George Russell has labelled the strictness on track limits during Saudi Arabian Grand Prix qualifying as "senseless".
The Mercedes driver was displeased with the decision to penalise Fernando Alonso for positioning his Aston Martin too far left in his grid box at the Jeddah Corniche Circuit, calling for "common sense" from the FIA.
But Alonso was also handed a further penalty for failing to serve his initial punishment correctly, though this was reversed after a right-to-review hearing.
"With regards to his pitstop, I don't know what happened and why he received the further penalty exactly but a 10-second is too extreme in that case again," said Russell, speaking before the reversal of the penalty.
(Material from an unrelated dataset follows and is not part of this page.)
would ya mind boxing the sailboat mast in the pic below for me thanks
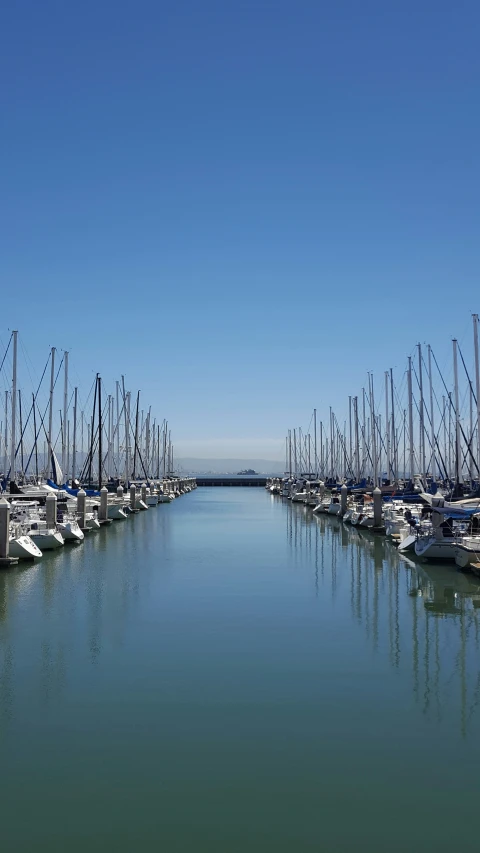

"So I'm not too sure it's just making it a little bit, I guess, frustrating for everybody."
'We need to come together'
Russell, who serves as director for the Grand Prix Drivers' Association, also took aim at the strict track limits enforced during qualifying that saw Logan Sargeant lose his best effort in Q1.
"There's a lot of conversations that were going on this weekend about which lines you could touch, which lines you couldn't touch, especially at the pit exit, and on the pit entry.
"In qualifying, we saw a number of cars get laps deleted for touching a bit of the red paint, ending their lap.
"I just thought that was a little bit senseless, really, so I think we all need to come together and just find a common centre ground."